Failure Handling — Retry and DLQ#

After All Retries Exhausted#

A notification has failed 4 times — 1 original attempt + 3 retries with exponential backoff. The external provider keeps rejecting it. At this point you have two responsibilities:

Record the failure — persist what happened so it can be queried and audited
Notify the caller — the calling service needs to know so it can react

Mark FAILED in Cassandra#

The worker updates the notification's status in the notifications table to FAILED with a failure_reason:

channel_status = {PUSH: FAILED}
failure_reason = "APNs: invalid device token"
failed_at      = <timestamp>
retry_count    = 4

Common failure reasons: - APNs: invalid_device_token — user uninstalled the app, token is stale - APNs: service_unavailable — APNs is down, exhausted all retries - Twilio: 21211 — invalid phone number - Twilio: 30008 — carrier rate limit exceeded - SendGrid: 400 — malformed email address

The calling service can query notification status by notification_id and see exactly what failed and why.

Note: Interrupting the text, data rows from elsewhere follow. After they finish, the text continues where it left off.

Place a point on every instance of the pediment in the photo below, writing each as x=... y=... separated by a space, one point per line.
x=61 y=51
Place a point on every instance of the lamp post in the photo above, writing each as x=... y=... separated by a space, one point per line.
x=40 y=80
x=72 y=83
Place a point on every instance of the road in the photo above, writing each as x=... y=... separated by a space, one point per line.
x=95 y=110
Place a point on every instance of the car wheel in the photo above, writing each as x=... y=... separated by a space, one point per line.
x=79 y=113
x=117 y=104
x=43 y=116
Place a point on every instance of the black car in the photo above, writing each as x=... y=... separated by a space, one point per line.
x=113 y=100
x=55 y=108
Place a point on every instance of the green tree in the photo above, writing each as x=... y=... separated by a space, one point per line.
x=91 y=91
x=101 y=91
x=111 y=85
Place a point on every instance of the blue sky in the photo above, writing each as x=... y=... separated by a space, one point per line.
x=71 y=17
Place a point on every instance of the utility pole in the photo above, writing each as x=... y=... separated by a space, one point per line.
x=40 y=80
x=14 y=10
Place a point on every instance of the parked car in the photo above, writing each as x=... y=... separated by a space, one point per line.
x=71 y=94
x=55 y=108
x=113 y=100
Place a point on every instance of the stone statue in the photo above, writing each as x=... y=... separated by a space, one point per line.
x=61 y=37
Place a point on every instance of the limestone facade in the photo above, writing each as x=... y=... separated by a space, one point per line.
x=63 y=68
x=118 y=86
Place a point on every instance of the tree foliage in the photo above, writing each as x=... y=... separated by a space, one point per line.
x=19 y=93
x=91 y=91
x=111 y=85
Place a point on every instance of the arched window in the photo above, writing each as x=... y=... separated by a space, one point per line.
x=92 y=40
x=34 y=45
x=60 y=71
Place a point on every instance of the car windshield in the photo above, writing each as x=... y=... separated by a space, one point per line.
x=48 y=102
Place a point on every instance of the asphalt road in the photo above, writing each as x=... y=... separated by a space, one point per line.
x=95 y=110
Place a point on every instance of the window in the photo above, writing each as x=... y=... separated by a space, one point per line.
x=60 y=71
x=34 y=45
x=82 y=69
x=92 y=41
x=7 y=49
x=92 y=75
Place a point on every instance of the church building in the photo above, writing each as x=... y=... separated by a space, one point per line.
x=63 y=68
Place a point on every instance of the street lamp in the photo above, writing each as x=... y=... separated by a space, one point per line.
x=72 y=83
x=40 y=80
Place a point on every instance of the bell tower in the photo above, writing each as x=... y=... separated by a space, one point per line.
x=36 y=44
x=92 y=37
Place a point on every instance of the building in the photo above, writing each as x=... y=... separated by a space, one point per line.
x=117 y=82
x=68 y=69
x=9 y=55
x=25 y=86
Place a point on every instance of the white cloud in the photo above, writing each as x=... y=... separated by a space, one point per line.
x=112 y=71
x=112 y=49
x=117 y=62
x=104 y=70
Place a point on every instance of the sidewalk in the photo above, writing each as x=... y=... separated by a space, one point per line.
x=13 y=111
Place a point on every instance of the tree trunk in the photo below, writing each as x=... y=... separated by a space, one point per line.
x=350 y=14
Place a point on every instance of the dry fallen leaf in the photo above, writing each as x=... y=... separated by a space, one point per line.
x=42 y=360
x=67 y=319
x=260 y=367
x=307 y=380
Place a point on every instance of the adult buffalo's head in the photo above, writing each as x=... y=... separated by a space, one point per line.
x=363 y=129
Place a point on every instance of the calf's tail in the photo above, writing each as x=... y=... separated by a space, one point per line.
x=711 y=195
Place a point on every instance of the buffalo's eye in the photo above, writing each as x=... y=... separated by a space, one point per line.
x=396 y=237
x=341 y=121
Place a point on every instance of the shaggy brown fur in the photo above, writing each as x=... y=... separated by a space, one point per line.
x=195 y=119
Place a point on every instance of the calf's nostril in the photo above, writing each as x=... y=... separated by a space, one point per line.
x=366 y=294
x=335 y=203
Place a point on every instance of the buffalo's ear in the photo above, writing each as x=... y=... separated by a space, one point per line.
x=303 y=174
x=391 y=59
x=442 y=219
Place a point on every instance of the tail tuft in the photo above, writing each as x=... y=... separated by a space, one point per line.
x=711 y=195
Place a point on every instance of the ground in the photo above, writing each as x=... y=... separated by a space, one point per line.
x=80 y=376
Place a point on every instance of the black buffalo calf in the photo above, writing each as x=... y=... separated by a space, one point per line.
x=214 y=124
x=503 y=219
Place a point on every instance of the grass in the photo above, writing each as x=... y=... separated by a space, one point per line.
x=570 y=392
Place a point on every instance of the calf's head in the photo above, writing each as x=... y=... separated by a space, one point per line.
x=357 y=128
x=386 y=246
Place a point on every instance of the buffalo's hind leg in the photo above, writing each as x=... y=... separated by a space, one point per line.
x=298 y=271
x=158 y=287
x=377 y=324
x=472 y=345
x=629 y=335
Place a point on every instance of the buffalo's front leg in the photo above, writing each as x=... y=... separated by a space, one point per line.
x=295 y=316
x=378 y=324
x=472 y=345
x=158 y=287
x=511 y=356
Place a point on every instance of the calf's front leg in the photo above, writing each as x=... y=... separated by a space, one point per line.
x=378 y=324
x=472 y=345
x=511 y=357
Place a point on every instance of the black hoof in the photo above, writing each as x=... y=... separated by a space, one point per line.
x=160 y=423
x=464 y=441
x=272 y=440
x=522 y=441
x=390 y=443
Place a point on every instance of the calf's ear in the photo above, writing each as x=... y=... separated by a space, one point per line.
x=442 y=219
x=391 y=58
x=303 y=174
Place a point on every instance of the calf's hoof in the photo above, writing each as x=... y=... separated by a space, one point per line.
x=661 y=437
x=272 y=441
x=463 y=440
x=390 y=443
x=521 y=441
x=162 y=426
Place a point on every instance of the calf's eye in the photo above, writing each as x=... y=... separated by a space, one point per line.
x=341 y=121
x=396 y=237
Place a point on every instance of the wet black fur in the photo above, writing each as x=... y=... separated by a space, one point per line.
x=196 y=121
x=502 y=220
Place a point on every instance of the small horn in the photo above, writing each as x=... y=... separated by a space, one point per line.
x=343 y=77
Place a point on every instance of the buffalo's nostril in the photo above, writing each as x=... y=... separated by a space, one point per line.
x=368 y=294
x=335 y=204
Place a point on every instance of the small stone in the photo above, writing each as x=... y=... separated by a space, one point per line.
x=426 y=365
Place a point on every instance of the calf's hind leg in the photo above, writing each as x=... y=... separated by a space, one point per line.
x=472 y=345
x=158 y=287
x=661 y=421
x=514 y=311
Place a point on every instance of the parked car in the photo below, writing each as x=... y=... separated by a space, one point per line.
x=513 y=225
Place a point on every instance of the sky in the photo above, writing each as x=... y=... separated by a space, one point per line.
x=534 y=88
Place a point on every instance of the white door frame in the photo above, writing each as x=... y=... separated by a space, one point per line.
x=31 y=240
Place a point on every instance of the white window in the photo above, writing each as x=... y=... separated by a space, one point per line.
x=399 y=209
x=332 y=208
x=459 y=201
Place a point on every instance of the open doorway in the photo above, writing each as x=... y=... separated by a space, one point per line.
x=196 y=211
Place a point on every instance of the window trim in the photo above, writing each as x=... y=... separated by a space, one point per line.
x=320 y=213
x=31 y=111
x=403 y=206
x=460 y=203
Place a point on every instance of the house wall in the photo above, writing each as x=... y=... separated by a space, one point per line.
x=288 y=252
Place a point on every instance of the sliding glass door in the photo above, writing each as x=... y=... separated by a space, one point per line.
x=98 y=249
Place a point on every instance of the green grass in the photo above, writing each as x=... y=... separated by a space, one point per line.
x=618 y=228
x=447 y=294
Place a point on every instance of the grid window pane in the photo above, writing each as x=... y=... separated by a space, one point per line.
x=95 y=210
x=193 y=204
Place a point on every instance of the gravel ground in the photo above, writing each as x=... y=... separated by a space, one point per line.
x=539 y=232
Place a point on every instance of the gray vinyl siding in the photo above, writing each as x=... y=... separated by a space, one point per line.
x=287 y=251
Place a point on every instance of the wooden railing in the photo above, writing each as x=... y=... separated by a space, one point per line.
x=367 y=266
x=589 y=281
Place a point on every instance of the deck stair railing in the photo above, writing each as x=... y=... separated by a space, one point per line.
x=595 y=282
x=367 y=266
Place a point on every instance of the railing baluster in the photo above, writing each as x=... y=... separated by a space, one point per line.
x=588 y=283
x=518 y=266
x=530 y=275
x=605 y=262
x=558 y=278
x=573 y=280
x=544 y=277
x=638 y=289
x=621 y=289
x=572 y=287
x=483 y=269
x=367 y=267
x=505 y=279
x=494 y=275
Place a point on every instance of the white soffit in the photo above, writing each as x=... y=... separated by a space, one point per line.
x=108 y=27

Publish to notifications-failed Topic#

Persisting the failure in Cassandra is the audit trail. But the calling service needs to react in real-time — not poll every few minutes hoping to catch failures. The fix is publishing a failure event to a dedicated Kafka topic:

notifications-failed topic:
{
  notification_id: "uuid",
  user_id: "uuid",
  channel: "PUSH",
  failure_reason: "APNs: invalid_device_token",
  retry_count: 4,
  failed_at: "2026-04-19T09:00:44Z"
}

The calling service subscribes to this topic and reacts however it wants: - Instagram's like service receives a push failure → falls back to in-app notification - Bank's fraud service receives a push failure → immediately retries via SMS - Marketing service receives an email failure → logs it, removes user from campaign list

Your notification system stays decoupled — it publishes the failure event and moves on. It doesn't need to know what each caller wants to do on failure.

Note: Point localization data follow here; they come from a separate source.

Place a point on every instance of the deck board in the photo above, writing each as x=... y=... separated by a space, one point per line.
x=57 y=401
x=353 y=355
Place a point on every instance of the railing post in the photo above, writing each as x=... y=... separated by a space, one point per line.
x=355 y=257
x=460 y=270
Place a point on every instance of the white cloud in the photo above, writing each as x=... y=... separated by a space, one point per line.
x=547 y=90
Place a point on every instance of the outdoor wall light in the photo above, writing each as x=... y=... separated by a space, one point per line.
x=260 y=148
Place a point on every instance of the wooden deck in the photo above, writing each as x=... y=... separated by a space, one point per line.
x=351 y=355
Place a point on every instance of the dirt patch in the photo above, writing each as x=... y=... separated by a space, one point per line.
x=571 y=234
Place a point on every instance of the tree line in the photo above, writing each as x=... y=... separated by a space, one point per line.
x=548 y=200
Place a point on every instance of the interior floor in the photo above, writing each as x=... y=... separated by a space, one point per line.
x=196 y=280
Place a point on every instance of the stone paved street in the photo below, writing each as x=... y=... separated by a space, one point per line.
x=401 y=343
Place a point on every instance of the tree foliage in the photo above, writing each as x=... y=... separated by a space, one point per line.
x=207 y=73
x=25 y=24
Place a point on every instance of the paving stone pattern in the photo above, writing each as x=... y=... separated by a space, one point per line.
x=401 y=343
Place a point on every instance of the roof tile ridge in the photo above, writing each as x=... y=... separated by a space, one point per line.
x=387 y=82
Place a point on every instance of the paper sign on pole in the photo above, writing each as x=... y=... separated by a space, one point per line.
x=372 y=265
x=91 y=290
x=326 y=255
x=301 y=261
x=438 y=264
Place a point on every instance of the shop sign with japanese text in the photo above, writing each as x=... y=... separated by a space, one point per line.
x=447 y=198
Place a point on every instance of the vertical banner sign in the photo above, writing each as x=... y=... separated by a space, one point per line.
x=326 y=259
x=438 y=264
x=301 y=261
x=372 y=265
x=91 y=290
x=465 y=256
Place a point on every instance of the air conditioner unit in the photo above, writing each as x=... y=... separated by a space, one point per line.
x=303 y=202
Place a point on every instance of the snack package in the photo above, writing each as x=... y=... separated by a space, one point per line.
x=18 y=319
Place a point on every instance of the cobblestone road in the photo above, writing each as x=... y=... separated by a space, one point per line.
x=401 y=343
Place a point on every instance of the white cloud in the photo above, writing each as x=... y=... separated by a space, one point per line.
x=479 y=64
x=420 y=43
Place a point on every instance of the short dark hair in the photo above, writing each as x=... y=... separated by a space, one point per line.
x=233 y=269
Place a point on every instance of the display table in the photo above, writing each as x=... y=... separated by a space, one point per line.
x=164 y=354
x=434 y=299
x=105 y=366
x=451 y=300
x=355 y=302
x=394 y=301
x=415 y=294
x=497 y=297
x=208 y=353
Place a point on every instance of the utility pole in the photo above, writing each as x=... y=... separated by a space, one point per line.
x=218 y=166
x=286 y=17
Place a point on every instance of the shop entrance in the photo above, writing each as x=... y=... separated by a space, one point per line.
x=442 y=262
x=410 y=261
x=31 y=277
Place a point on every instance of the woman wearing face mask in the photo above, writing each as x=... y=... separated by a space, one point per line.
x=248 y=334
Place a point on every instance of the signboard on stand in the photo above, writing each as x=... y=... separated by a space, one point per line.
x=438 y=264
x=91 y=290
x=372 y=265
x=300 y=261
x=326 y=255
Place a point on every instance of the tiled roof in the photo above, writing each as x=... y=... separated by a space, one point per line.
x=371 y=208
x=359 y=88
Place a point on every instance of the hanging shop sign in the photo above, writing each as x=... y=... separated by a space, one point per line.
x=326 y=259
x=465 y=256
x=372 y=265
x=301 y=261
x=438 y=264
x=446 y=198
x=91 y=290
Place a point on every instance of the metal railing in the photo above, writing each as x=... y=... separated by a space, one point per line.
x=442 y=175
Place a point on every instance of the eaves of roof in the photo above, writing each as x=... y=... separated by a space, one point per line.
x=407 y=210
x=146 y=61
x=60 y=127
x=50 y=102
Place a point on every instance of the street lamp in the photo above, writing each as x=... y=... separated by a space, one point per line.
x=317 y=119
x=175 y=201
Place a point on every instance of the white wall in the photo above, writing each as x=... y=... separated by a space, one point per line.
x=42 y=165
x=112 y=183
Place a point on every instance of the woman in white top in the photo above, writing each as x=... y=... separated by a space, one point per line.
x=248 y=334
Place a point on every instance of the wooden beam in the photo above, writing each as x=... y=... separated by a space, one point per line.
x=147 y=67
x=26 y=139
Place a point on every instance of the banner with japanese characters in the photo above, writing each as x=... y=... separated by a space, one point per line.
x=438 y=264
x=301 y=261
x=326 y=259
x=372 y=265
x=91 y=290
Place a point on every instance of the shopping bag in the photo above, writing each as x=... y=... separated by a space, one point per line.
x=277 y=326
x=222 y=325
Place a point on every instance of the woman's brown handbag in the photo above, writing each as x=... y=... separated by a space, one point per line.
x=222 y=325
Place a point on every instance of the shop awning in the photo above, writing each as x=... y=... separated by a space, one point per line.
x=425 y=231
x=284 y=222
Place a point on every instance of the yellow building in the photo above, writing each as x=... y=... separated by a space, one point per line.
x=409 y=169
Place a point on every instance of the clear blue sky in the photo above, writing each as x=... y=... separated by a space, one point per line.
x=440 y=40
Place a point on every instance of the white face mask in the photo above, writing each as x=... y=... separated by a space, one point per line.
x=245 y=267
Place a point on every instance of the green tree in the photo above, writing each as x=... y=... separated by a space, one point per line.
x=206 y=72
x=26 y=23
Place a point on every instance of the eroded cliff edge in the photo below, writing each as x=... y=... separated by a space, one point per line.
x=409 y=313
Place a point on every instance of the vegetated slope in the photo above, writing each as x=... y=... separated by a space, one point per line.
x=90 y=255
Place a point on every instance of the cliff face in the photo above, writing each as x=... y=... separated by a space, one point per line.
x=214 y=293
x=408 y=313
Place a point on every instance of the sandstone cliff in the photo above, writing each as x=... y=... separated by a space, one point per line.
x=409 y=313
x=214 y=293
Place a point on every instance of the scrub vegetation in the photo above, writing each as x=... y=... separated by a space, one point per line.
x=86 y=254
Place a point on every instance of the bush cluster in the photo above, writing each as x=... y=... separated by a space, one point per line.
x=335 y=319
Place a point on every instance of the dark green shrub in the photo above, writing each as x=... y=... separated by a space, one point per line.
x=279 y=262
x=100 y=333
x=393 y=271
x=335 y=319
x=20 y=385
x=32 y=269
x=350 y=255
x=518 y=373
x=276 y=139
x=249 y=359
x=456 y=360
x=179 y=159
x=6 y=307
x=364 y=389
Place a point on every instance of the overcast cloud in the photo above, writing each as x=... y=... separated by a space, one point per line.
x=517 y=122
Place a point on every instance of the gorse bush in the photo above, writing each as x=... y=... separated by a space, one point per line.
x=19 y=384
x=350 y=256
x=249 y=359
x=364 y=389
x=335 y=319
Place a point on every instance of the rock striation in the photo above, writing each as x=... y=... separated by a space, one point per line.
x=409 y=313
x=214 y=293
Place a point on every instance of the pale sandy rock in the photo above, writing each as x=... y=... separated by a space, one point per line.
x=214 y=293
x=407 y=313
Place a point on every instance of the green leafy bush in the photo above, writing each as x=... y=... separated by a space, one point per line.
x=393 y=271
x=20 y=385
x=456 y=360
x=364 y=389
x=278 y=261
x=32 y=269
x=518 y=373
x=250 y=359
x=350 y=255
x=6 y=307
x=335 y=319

Why Event-Driven Beats Polling for Failure Notification#

The alternative is the calling service polling for failed notifications:

Calling service → GET /notifications?status=FAILED&after=<last_check> → every 60 seconds

This works but has two problems:

Latency — the caller checks every 60 seconds, so a failure can sit unactioned for up to 60 seconds. For a bank fraud alert that failed push delivery, 60 seconds before falling back to SMS is too long.

Load — thousands of calling services polling every 60 seconds = constant read load on Cassandra even when there are no failures. Wasteful.

Event-driven via Kafka gives instant notification the moment a failure is recorded — zero polling lag, zero wasted reads.

The Pattern

Persist failures to DB for audit and queryability. Publish failure events to Kafka for real-time reaction. Both serve different purposes — you need both.

Full Retry and Failure Flow#

flowchart TD
    MW[Main Worker] -->|send fails| DLQ[DLQ Topic]
    DLQ --> RW[Retry Worker]
    RW -->|attempt 2 - wait 1s| EXT[APNs / Twilio / SendGrid]
    EXT -->|success| DB1[Mark DELIVERED - Cassandra]
    EXT -->|fail| RW2[Retry Worker]
    RW2 -->|attempt 3 - wait 2s| EXT
    EXT -->|fail| RW3[Retry Worker]
    RW3 -->|attempt 4 - wait 4s| EXT
    EXT -->|fail - all retries exhausted| DB2[Mark FAILED + failure_reason - Cassandra]
    DB2 --> FT[Publish to notifications-failed topic]
    FT --> CS[Calling Service reacts - fallback channel / alert]